Yes, it happens to many of us profs at least once in our careers: we are asked to give a speech.
And yes, you would think that folks who spend their time speaking in front of students would naturally say, “Yes, of course!” to such a request since it’s pretty much all in a day’s work. But alas, this is far from the case. Many professors I know have the usual fear of public speaking, arguing that speaking in front of their class of students is just not the same thing.
Well, that’s true, to a degree.
I’ve given speeches before (and I’m not including the “reading the paper” sort of speech at the MLA), usually to local groups off campus who selected me from a list of speakers that my college publishes each year. But this year I’ve been asked to give a speech at the annual awards ceremony for academic achievement, and although I said yes, way back in December, I’m now stumped.
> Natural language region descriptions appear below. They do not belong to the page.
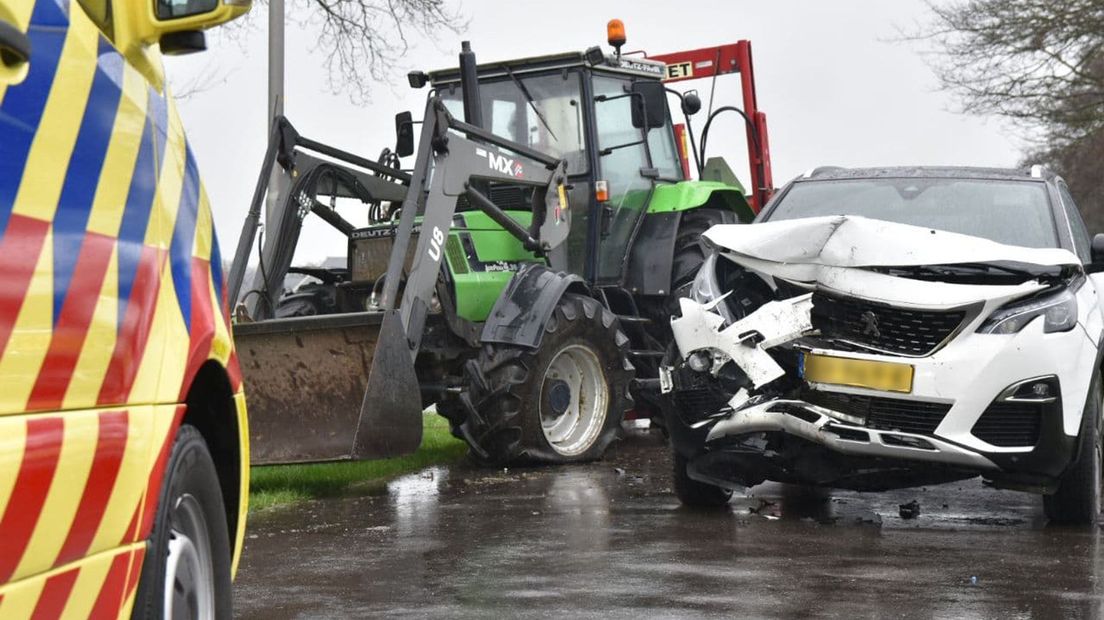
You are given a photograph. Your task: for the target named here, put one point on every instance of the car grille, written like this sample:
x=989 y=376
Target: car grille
x=700 y=401
x=1010 y=425
x=883 y=328
x=883 y=414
It’s not exactly a graduation speech, since many of the students invited to this event are at the end of their first year at our community college, and even those at the end of their second year may be transferring, rather than graduating. Thus, all the ideas and tips about what goes into a graduation speech don’t really apply here.
Having attended this event for 10 years, I do have, in my mind’s eye, models of other speeches, but they were either very witty (wittier than I can ever be) or very serious (more serious than I can ever be), or the speech included actual juggling (and no way: I’m very uncoordinated). Then there is the sprinkling of famous quotations strategy: and yes, I have been collecting those, but I’m not sure how many I can actually hide behind in my 15 minute speech. I’d like to be a little bit witty, a little bit serious, and a little bit something else. Yes, I’ll praise their success, and encourage them to thank those that helped them; and yes, I’ll push them to keep going with their educations; and yes, I may even remind them that there is more to life than a 4.0 (though frankly that seems rather cruel to say to students who worked their collective asses off for just that reason).
But all that seems so old hat: as the experienced hooker said in Gypsy, “you gotta have a gimmick”—and I need one!
So anyone, do you have a gimmick idea for me?